Overlaid Packed Data In Data Structures
August 16, 2016 Jon Paris
Note: The code accompanying this article is available for download here. Sometimes things that should be simple give us difficulty. Jon Paris recently helped a Four Hundred Guru reader to solve a problem with overlaid packed-decimal data in data structures. We’re sharing their conversation for the benefit of others.

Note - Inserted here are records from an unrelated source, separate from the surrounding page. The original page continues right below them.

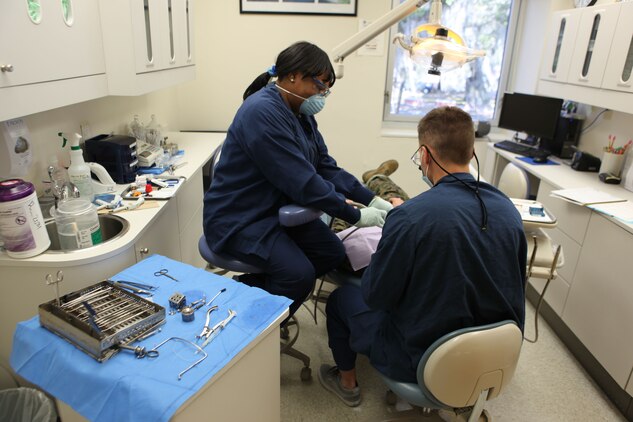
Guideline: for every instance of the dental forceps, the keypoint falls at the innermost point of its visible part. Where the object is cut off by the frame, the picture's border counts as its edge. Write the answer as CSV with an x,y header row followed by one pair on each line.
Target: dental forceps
x,y
206,330
165,273
213,332
139,289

Hi, Jon: My question has to do with overlaid packed-decimal data in a data structure. I store a date in CYMD format in a seven-digit, packed-decimal field. I am trying to extract the two-digit year from that. Dcl-Ds cymdDate; currentDate packed(7); currentYear packed(2) overlay(currentDate:2); End-Ds; When I set currentDate to a value of 1160701 and looked at the value of currentYear in debug, I saw a value of 07, but I was expecting a value of 16. I changed the current year to be defined as follows: Dcl-Ds cymdDate; currentDate packed(7); currentYear packed(2) overlay(currentDate:1); End-Ds; Using this definition, currentYear comes out correctly as 16. Can you help me to understand why the overlay starting at 2 gives me the 3-4 position while the overlay starting at 1 gives me the 2-3 position? –A Four Hundred Guru Reader Jon Paris answers: Thanks for the question and for the opportunity to explain a couple of things that can bite you if you are not aware of the technical details underpinning them. In order to fully explain this I have to go through some basics, so if some of this seems a little elementary, please excuse me. First of all we need to understand that on IBM i, packed numbers are stored in nyble/nibble form, i.e., each digit is represented by a half-byte (nyble). A seven-digit number containing the value 1234567 would be stored as shown below.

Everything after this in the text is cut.